When she arrives at the compound, they give her a plant. After the flower blooms, Elyse conducts a ceremony with Aurora eating the petals and going into a psychedelic trance, seeing the cosmos around and inside of Elyse. It’s quite a beautiful sequence! The next day during breakfast, Natalie’s father and Aurora’s aunt arrive to rescue the two women. Natalie, having had some sort of seizure and claiming the visitors are speaking with her, passes away during the chaos. Enraged, her father shoots and kills Elyse. Upset and confused, Aurora leaves with her aunt. Rob also makes his escape here.
These scenes jump around back and forth with Aurora living with the cult to the time after she’s returned. Her aunt is now in a wheelchair after being shot during the rescue. She has occasional visits with Tom, but once she finds a USB hidden in his house with video footage of an apparently alive Elyse, she decides to kill her. Rob reluctantly agrees to go with her. Once there they discover everyone is waiting for them, and that Rob tricked Aurora.

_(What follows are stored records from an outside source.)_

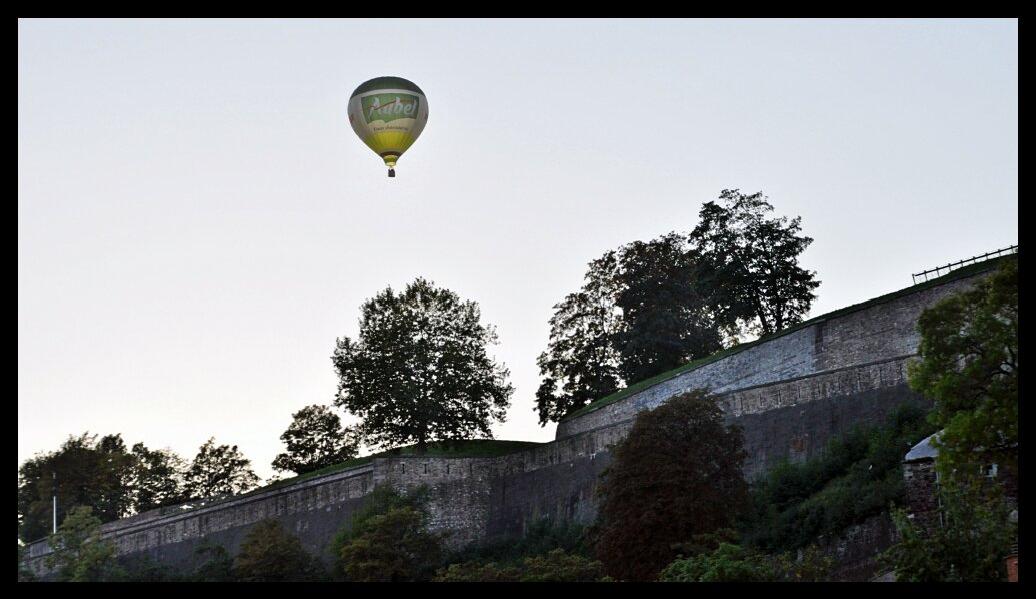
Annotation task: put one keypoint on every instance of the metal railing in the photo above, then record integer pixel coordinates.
(940, 271)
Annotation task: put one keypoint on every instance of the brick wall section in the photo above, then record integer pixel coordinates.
(878, 333)
(790, 395)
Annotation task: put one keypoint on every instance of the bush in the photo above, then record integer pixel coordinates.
(554, 566)
(677, 475)
(730, 563)
(271, 554)
(858, 476)
(541, 536)
(389, 540)
(477, 572)
(969, 544)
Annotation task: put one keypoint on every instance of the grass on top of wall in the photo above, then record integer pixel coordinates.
(638, 387)
(478, 448)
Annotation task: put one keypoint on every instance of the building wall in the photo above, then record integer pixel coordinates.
(790, 395)
(882, 332)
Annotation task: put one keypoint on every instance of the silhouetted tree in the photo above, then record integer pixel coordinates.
(156, 478)
(79, 553)
(677, 476)
(316, 439)
(219, 471)
(667, 317)
(751, 262)
(642, 310)
(86, 472)
(420, 371)
(580, 355)
(969, 366)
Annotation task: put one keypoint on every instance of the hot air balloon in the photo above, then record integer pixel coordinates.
(389, 113)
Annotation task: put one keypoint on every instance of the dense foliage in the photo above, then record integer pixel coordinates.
(219, 471)
(731, 563)
(420, 370)
(969, 543)
(540, 537)
(271, 554)
(156, 478)
(751, 261)
(99, 474)
(79, 553)
(649, 307)
(969, 366)
(677, 475)
(856, 477)
(387, 540)
(553, 566)
(316, 439)
(581, 363)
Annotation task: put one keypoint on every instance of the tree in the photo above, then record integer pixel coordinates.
(580, 354)
(667, 314)
(156, 478)
(969, 544)
(271, 554)
(641, 311)
(419, 370)
(25, 574)
(752, 262)
(219, 471)
(79, 553)
(389, 539)
(677, 475)
(316, 439)
(969, 359)
(85, 472)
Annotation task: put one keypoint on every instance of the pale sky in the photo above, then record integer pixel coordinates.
(198, 222)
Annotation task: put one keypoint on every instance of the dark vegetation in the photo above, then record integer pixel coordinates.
(969, 366)
(859, 475)
(420, 370)
(649, 307)
(672, 505)
(675, 476)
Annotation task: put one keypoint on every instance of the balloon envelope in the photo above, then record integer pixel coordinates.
(389, 113)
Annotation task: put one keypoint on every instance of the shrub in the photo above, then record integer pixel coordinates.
(389, 539)
(677, 475)
(270, 553)
(857, 477)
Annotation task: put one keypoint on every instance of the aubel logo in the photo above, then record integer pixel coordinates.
(389, 107)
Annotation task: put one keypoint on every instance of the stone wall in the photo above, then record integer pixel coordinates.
(879, 332)
(790, 395)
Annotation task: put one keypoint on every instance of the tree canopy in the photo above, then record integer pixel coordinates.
(419, 370)
(219, 471)
(675, 476)
(85, 471)
(649, 307)
(969, 361)
(315, 439)
(79, 553)
(751, 262)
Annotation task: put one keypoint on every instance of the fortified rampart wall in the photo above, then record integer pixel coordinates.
(790, 395)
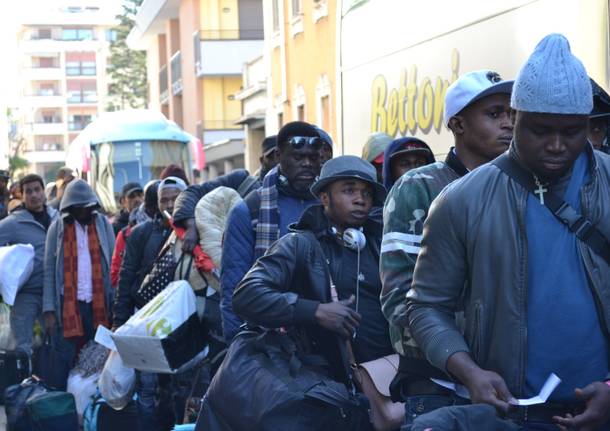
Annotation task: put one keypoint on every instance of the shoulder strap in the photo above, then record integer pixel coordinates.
(253, 202)
(245, 185)
(575, 222)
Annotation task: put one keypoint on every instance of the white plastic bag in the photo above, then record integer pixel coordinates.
(16, 264)
(83, 388)
(117, 382)
(7, 341)
(163, 314)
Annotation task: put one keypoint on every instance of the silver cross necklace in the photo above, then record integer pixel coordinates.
(541, 190)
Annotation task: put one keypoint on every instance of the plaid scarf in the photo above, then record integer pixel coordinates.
(268, 225)
(72, 323)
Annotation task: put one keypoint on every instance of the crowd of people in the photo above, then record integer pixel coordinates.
(488, 269)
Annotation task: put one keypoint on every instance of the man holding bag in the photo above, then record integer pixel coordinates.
(28, 225)
(77, 290)
(322, 280)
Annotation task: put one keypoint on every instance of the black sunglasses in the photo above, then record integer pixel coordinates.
(298, 142)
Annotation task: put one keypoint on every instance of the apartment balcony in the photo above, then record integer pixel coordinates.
(176, 68)
(58, 128)
(51, 100)
(50, 46)
(43, 73)
(40, 155)
(224, 52)
(81, 71)
(82, 98)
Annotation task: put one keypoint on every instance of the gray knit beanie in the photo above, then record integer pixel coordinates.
(553, 81)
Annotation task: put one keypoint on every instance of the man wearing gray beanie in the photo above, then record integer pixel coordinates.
(522, 243)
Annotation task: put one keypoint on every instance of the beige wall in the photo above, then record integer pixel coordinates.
(191, 105)
(218, 111)
(310, 60)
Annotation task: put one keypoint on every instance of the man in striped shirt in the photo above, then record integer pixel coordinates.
(477, 111)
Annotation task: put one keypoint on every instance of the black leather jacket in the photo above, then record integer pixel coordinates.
(285, 286)
(474, 255)
(141, 248)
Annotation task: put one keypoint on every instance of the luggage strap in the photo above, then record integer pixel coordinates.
(579, 225)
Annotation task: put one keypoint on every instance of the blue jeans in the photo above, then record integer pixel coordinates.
(146, 388)
(418, 405)
(24, 313)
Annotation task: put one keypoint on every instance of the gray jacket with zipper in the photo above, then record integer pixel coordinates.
(20, 227)
(474, 257)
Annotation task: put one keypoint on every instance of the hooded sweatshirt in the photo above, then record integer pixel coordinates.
(396, 146)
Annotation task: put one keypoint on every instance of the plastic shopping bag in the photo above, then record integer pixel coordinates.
(117, 382)
(16, 264)
(161, 316)
(7, 341)
(83, 389)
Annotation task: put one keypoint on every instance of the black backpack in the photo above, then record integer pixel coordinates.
(265, 384)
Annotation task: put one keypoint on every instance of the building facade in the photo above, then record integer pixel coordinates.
(195, 53)
(63, 52)
(300, 54)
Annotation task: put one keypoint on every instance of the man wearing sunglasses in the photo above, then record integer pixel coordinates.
(265, 214)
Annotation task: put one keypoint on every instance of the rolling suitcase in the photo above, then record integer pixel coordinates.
(14, 368)
(52, 411)
(99, 416)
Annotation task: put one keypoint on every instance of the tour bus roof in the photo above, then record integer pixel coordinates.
(132, 125)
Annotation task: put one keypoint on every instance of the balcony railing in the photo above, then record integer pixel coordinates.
(176, 67)
(48, 146)
(163, 94)
(80, 71)
(237, 34)
(220, 125)
(82, 97)
(77, 125)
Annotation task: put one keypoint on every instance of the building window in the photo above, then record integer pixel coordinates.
(79, 122)
(42, 33)
(111, 35)
(77, 34)
(297, 8)
(325, 112)
(320, 9)
(276, 15)
(46, 62)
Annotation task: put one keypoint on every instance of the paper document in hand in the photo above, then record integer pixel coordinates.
(547, 389)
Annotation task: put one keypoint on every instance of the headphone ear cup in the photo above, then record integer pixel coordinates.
(354, 239)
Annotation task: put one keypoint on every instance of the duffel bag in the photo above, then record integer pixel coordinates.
(53, 411)
(99, 416)
(273, 387)
(15, 398)
(14, 368)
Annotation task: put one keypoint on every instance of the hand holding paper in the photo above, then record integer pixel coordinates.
(547, 389)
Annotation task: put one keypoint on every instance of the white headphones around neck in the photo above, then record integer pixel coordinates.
(354, 239)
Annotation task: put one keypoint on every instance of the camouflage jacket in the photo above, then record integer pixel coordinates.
(405, 210)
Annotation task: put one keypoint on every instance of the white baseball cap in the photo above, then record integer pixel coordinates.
(471, 87)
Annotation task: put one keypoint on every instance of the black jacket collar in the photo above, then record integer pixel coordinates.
(455, 164)
(314, 220)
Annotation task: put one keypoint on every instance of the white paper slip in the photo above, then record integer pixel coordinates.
(103, 337)
(547, 389)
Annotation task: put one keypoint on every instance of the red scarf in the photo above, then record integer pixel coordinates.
(72, 323)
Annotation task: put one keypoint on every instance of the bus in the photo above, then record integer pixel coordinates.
(132, 145)
(397, 58)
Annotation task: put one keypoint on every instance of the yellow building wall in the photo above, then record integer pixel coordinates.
(219, 19)
(309, 55)
(219, 112)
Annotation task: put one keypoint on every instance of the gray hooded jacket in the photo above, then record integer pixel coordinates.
(78, 193)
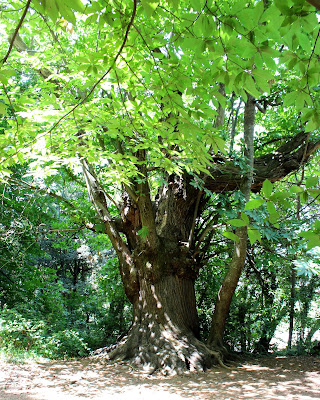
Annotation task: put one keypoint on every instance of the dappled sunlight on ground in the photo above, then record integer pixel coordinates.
(287, 378)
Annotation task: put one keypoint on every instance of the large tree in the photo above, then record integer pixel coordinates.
(134, 97)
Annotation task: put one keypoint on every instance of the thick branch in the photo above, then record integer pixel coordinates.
(99, 199)
(274, 166)
(16, 31)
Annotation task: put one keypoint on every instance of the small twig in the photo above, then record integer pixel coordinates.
(16, 31)
(12, 109)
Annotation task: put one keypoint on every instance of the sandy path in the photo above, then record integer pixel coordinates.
(287, 378)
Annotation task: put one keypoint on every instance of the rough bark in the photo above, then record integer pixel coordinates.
(165, 331)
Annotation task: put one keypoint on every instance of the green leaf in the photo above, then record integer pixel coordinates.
(3, 108)
(296, 189)
(312, 181)
(232, 236)
(143, 232)
(245, 218)
(251, 204)
(267, 188)
(76, 5)
(236, 222)
(290, 98)
(254, 235)
(149, 6)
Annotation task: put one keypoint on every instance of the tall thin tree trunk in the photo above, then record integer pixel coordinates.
(229, 284)
(292, 302)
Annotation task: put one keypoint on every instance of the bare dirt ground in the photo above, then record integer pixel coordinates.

Elyse is alive and leading a prayer. She tells Aurora she is sorry for not seeing it earlier, that Aurora is in fact the chosen one, and not Natalie like she originally thought. They read from the book of Cosmic Dawn as a lunar eclipse begins. A portal, shaped like the face, appears over the edge of a cliff. One by one they all enter and disappear. At the last moment, Rob turns to Aurora and tells her again “things are not always what they seem.” His eyes turn reptilian for a moment, revealing he is, in fact, an alien. Aurora sets into the portal and is finally reunited with her mother.
I admit I am absolutely terrified of Greys but this film uses that pretext to tell a great story using the cult as a basis. There are no actual aliens in the film besides a few tiny details, it’s all told through their belief in what happened to them. Whether it was real or they are simply delusional (and taking weird plants) is up to you. Cosmic Dawn gets high marks from me.